原文 - An interesting kind of JavaScript memory leak

Recently, Avi and David tracked down a surprising JavaScript memory leak in Meteor’s live HTML template rendering system. The fix will be in the 0.6.5 release (in its final stages of QA right now).

I searched the web for variations on javascript closure memory leak and came up with nothing relevant, so it seemed like this is a relatively little-known issue in the JavaScript context. (Most of what you find for that query talks about the bad garbage collection algorithm in old versions of IE, but this problem affects even my current Chrome install!) I later found a great blog post on this subject by a V8 developer, but it still seems like most users of JavaScript don't know they have to watch out for this.

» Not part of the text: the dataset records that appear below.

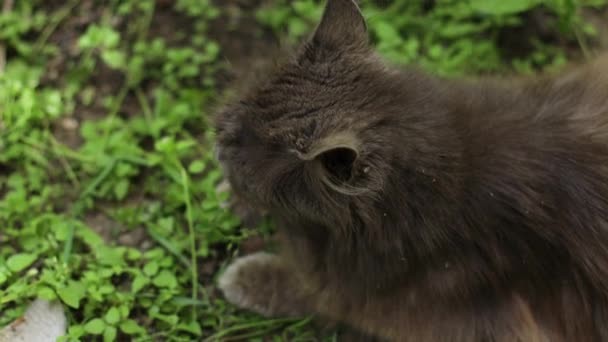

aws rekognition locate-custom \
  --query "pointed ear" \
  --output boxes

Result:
[299,133,359,183]
[312,0,369,48]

JavaScript is secretly a functional programming language, and its functions are closures: function objects get access to variables defined in their enclosing scope, even when that scope is finished. Local variables which are captured by a closure are garbage collected once the function they are defined in has finished and all functions defined inside their scope are themselves GCed.

Now, consider this code:


var theThing = null;
var replaceThing = function () {
  var originalThing = theThing;
  theThing = {
    longStr: new Array(1000000).join('*')
  };
};
setInterval(replaceThing, 1000);

Every second, we’ll execute the replaceThing function. It replaces theThing with a new object containing a newly allocated giant string, saving the original value of theThing in the local variable originalThing. After it returns, the old value of theThing can be garbage collected, including the long string inside it, since nothing remains that refers to it. So the memory used by this code is roughly constant: it does keep allocating big strings, but each time it can delete the previous big string.

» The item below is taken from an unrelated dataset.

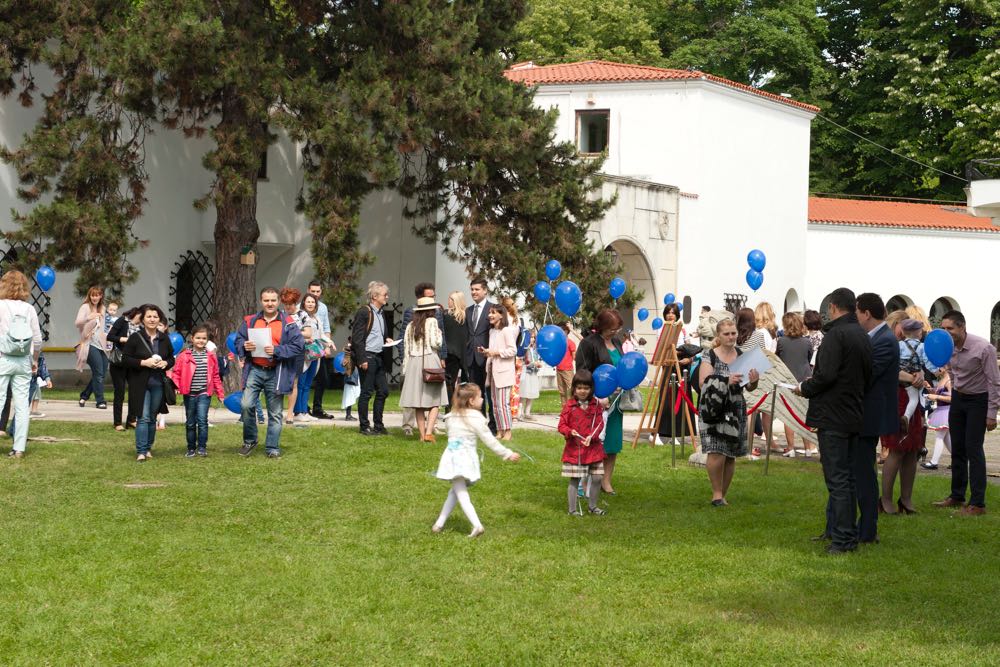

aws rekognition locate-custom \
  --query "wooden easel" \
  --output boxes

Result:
[632,322,697,460]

But what if we had a closure that outlasted replaceThing?


var theThing = null;
var replaceThing = function () {
  var originalThing = theThing;
  theThing = {
    longStr: new Array(1000000).join('*'),
    someMethod: function () {
      console.log(someMessage);
    }
  };
};
setInterval(replaceThing, 1000);

The body of someMethod could theoretically refer to to originalThing, so shouldn't originalThing be retained for as long as the someMethod is alive? This would lead to boundless memory growth, since each version of theThing would essentially hang on to a pointer to the previous version.

Fortunately, modern JavaScript implementations (including, say, the current V8 in Chrome and Node) are smart enough to notice that originalThing isn't actaully used in the closuresomeMethod, so it's not put into someMethod's lexical environment, and it's OK to GC the previous theThing when replaceThing finishes.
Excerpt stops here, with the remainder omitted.